Sie fühlte sich von seinem fast schon animalischen Auftreten echt angezogen. Da war überhaupt kein schauspielerisches Talent gefragt. Er wollte wissen warum er. "Die Wahrheit wäre, weil es mein Job ist." sagte sie. "So eine Frage stellt man hier nicht." versuchte sie ihn aufzuklären und ihre wenig charmante Antwort damit zu erklären. Seine angeraute Stimme verursachte Gänsehaut. Das ist echt mal was anderes. stellte sie positiv überrascht für sich fest.

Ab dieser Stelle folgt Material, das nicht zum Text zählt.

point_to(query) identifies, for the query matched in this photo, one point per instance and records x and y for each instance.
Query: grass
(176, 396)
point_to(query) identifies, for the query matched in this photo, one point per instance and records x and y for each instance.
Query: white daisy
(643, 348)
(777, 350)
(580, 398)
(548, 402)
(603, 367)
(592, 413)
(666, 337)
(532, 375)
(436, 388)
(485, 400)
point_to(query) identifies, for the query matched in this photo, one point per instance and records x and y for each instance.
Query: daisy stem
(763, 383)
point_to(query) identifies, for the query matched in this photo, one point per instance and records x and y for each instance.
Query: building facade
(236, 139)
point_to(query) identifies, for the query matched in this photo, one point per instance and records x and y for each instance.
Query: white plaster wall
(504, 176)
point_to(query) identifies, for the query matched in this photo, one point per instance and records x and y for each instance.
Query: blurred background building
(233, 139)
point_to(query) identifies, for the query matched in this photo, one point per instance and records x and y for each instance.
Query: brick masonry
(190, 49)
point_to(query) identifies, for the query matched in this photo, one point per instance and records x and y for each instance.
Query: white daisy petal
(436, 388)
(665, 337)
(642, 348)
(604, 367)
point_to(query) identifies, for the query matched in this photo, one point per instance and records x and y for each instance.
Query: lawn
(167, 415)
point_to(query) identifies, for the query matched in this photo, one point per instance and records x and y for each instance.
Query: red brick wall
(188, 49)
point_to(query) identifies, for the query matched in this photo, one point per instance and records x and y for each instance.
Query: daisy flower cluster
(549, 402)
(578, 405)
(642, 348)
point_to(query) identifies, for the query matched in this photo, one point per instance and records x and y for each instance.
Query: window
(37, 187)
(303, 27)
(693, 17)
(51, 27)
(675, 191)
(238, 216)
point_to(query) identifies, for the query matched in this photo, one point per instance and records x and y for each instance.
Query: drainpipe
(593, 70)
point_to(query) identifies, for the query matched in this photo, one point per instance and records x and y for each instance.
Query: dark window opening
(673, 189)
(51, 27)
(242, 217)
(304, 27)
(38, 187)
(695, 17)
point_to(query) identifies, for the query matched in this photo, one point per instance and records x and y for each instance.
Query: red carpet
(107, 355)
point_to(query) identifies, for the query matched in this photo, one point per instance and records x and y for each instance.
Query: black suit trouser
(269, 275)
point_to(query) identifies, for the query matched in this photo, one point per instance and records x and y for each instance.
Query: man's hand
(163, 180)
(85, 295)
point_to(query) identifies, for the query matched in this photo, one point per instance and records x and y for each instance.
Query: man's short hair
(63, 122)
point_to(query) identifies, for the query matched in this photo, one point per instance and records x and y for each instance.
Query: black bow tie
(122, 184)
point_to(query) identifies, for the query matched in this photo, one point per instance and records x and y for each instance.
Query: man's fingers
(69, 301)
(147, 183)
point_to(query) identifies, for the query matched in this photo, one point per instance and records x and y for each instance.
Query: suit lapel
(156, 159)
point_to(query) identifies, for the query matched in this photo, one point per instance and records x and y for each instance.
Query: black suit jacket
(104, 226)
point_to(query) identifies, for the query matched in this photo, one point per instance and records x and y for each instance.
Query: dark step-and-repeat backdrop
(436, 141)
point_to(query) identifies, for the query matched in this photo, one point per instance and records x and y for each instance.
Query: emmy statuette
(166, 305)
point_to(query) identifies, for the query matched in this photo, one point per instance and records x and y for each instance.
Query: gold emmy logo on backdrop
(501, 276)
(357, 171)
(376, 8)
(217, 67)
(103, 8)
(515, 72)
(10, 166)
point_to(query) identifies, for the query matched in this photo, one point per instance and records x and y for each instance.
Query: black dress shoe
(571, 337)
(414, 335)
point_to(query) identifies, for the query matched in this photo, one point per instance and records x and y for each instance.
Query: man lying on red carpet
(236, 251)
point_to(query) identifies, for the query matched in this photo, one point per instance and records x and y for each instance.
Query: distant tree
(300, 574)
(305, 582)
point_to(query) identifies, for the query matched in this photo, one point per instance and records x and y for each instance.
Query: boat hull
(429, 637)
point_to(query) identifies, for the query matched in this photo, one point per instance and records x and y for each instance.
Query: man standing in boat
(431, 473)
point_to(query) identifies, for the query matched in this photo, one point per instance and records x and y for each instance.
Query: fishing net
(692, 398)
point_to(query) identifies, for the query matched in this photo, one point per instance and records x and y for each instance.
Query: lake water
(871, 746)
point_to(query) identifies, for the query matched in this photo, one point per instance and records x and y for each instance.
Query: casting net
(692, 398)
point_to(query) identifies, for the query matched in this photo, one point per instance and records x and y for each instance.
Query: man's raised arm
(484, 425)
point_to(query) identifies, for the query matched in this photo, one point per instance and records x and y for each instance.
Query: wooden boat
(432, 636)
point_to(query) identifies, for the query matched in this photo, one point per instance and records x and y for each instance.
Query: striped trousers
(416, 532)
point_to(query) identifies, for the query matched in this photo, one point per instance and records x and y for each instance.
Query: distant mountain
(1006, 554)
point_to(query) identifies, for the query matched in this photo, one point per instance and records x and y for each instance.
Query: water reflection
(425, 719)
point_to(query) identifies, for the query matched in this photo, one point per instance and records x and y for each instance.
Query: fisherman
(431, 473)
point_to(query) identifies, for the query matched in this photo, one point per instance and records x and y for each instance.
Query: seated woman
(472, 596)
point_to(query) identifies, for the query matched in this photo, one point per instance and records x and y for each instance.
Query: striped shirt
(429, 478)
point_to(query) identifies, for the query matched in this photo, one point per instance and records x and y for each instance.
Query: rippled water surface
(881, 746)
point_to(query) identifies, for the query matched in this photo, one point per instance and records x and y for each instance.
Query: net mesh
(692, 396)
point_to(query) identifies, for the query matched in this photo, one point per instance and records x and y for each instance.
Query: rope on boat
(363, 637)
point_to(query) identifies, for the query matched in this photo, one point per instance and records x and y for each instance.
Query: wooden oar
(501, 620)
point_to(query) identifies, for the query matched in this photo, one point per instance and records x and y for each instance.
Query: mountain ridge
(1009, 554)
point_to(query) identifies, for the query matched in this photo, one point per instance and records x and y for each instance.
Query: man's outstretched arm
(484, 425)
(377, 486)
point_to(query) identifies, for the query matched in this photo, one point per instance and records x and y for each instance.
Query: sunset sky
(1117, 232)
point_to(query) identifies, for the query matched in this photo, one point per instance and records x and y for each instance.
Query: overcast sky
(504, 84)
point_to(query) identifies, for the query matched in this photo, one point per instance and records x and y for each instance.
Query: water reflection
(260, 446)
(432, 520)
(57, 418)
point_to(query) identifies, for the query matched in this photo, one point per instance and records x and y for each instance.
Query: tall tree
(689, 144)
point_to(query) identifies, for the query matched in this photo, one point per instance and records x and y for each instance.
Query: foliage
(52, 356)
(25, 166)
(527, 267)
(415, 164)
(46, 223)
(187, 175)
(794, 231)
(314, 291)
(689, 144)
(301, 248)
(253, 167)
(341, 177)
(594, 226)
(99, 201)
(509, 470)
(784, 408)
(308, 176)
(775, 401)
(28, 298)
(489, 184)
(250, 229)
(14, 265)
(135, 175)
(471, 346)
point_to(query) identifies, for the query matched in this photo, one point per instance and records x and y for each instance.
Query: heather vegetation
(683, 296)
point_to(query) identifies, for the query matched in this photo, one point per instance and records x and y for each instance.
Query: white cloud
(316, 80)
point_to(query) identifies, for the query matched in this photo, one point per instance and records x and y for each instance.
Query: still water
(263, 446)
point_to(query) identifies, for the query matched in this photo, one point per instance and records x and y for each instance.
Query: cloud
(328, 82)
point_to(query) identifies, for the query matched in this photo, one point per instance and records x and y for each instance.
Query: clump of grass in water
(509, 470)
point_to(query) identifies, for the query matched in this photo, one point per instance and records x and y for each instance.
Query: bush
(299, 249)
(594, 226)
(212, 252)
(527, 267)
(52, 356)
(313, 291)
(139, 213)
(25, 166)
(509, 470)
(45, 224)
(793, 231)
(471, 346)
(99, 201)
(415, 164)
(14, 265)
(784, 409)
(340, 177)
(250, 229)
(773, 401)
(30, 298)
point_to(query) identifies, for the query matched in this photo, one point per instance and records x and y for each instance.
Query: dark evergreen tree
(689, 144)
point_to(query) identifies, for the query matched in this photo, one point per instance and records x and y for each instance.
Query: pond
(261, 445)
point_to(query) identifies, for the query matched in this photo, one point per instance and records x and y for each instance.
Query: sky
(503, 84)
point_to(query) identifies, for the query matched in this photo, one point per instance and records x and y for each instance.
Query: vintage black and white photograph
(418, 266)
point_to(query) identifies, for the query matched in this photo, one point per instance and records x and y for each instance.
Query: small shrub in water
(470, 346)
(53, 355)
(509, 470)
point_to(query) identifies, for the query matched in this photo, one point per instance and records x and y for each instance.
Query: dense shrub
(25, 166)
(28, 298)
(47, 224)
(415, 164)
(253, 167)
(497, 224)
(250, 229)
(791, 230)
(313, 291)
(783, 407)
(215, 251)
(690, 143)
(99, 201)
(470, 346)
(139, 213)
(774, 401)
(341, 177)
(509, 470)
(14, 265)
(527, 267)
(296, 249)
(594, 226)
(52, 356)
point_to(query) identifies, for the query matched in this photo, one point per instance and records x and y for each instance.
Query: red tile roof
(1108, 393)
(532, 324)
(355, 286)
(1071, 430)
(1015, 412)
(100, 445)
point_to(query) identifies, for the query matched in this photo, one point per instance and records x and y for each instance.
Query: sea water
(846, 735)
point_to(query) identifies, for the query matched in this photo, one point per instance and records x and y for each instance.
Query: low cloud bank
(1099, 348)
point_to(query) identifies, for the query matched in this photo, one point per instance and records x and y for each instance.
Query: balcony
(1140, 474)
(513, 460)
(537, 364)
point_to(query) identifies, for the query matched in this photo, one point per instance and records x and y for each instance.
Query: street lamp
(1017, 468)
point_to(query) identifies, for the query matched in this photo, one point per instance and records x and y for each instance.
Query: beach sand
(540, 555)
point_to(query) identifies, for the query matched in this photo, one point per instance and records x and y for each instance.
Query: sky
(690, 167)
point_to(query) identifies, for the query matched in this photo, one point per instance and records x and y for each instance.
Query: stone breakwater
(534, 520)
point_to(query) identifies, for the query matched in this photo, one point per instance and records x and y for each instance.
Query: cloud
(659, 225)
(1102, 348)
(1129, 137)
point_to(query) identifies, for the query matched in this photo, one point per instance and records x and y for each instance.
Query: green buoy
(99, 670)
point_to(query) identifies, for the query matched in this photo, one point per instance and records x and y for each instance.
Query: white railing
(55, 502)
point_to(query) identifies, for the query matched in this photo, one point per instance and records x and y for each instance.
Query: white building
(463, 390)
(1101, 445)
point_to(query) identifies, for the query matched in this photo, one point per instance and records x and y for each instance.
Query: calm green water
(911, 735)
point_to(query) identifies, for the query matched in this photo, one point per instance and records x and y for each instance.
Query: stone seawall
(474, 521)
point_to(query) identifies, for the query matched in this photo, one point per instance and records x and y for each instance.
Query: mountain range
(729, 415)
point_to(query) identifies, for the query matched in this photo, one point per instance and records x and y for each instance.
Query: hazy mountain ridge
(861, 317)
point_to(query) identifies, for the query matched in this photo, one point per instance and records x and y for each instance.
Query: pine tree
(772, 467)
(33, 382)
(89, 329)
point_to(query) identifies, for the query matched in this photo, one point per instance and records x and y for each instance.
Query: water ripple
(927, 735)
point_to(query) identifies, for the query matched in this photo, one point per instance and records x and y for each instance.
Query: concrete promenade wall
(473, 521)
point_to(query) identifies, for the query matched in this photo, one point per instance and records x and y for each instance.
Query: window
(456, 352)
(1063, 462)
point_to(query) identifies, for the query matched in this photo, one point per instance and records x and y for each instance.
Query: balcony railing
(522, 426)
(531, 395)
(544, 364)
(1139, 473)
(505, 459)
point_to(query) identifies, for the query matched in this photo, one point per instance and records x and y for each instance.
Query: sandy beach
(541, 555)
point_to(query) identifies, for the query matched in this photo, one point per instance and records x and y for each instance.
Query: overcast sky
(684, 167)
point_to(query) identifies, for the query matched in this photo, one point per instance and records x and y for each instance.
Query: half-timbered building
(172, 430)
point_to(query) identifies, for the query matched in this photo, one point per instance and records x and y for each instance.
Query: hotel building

Dorinda stutzte. Was wird das hier?! "Das geht Dich etwas an?" fragte sie überrascht. So recht wusste sie nicht was sie damit anfangen sollte, dass dieser Mann ganz offensichtlich über sie sprechen wollte bzw. das Leben, welches sie führte. Schließlich zuckte Dorinda mit den Schultern "Nicht härter als das anderer..." bis jetzt hatte sie sich auch keine Gedanken darüber gemacht, sondern es einfach so hingenommen und das beste daraus gemacht.
Der Typ ist echt seltsam... wieder beschlich sie dieses Gefühl, dass sie bereits Eingangs gehabt hatte... bei ihm.